What can people do to support Kansas schools?

"Kansans of all ages, regardless if they have children in school or not, need to be informed about what their local schools are doing. Parents and grandparents need to know what their child/children need to be successful in the classroom and advocate for that. Parents and grandparents need to talk to legislators and hold them accountable for what they do to the financial well being of our schools and the economic contributions Kansas schools make to the local economy. If the parents/grandparents don't know what the local school needs, they should talk with one of the teachers, administrators, or local PTO and find out what they need to be asking of their legislators. This is how I see my role as a member of the State Board of Education - to inform my constituents and enable them to be advocates for their schools."
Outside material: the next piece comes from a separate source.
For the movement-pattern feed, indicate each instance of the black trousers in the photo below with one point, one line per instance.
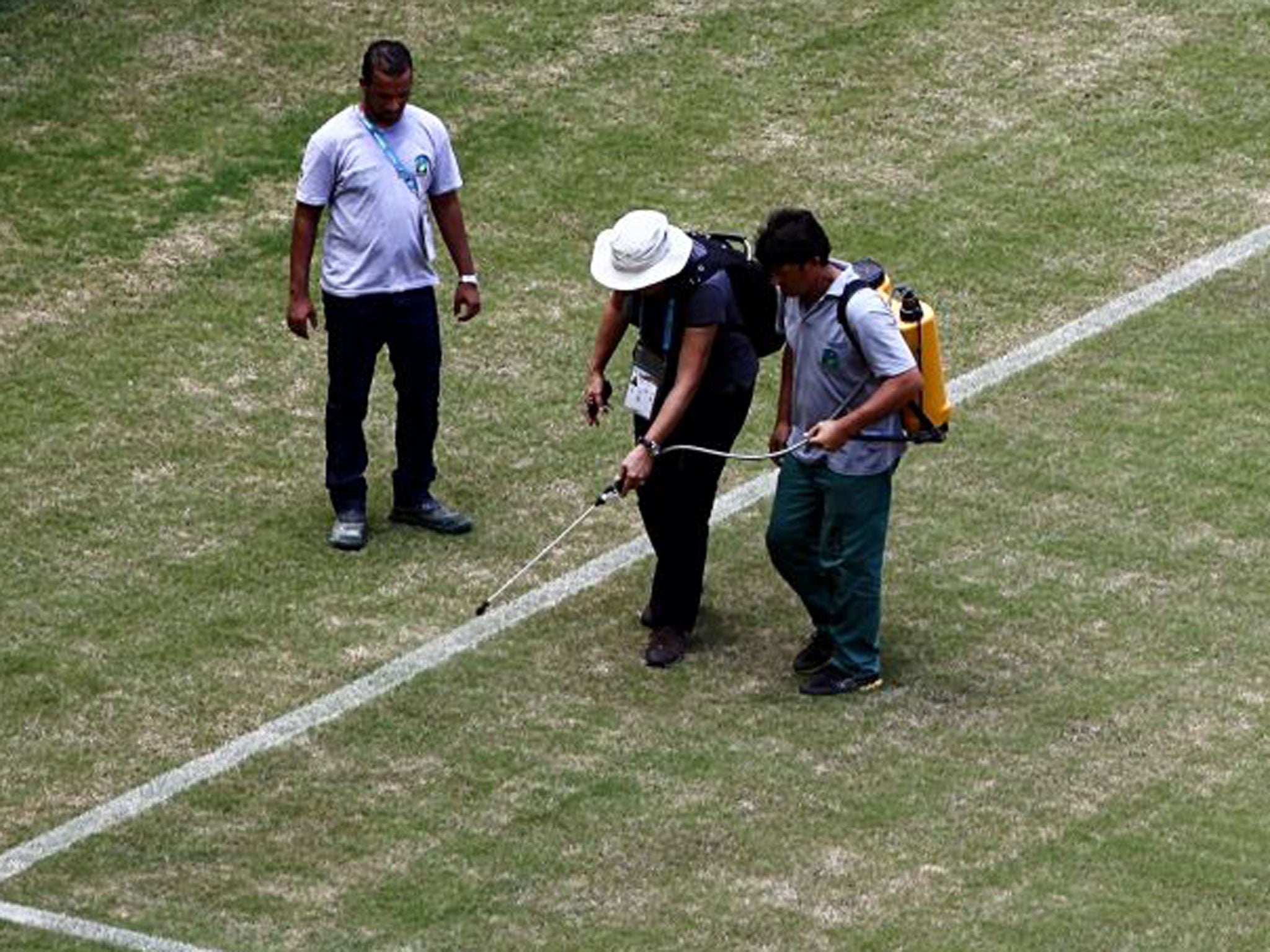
(357, 329)
(677, 499)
Why are you running for the State Board of Education?

"I see so many things going on in the classroom - from ineffective policies to underfunded mandates that take time away from what should be our number one priority: the education of children in a safe supportive environment. Kansas needs to continue to be known for the quality of our education system and make sure that system stays in place and isn't squandered by politicians with agenda designed to harm our next generation."

How are you different from the other candidates in District 6?
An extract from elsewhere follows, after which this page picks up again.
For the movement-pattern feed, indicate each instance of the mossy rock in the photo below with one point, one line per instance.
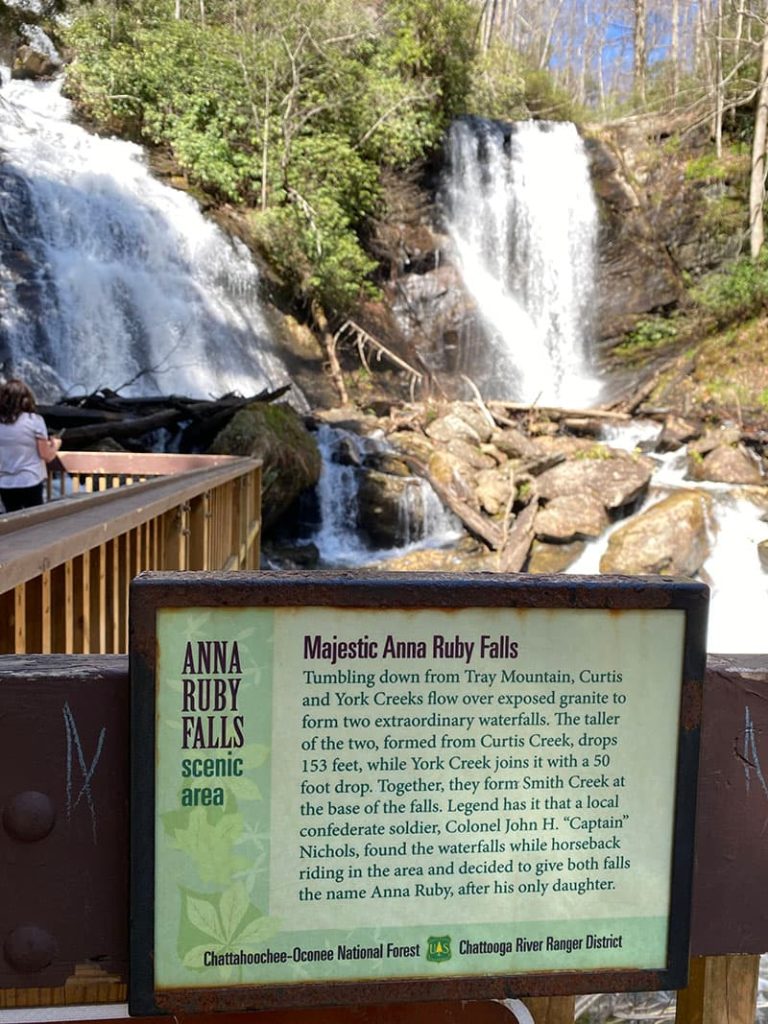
(291, 461)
"I know first hand what children, parents and other educators are facing everyday in our schools. As a teacher my work goes beyond the work hours as I continue to be an educator in the community building strong relationships with parents and community members. I know the struggle that special need parents, military parents and single-parent families go through just to get the minimum for their children. The stories of the parents and grandparents I work with will go with me to Topeka where I will advocate for them at the State Department of Education and legislators and will work to ensure all Kansas children have access to a quality education."

If you make it through the primary on August 7th and are elected in November, what are some of the goals you wish to achieve during your tenure on the Kansas State Board of Education?

"My first goal is to build relationships and broaden communication with legislators and voters. I want to build trust."

"My second goal is to advocate for better funding and higher academic standards for Kansas schools by setting a path for success in college and careers for our students."

"I'm already in the trenches, I want to go to the front lines and win one for Kansas children."

Finally, why should Kansas Democrats vote for you in August and all Kansas in November?

"The parents and grandparents of my students already trust me as a teacher. Parents didn't ask if I was a Democrat or a Republican when they left their children with me on the first day of class each August. Parents often request that their children be placed in my classroom because they trust me to provide the best education I can for their children. As a teacher the parents have never once questioned my motivation, they know I will work for their children and that is what all Kansans need to know."

You can visit Reddi's webpage at: http://www.reddiforstateboard.com/

Map of District 6.


1 Comment

Thank you Christopher, for that interview and insight into our education problems, not only in Kansas but across the nation.

Few people really get involved in the selection of our State Board of Education. When limited numbers of people get involved it allows the radicals, from all points, to narrow the emphasis on comprehensive and well rounded education.

The public, as a whole, is nearly illiterate when it comes to history and civil government or science. Kids know how to punch the buttons to get intertained, but don't know how to evaluate economic or social issues. Reality is missing.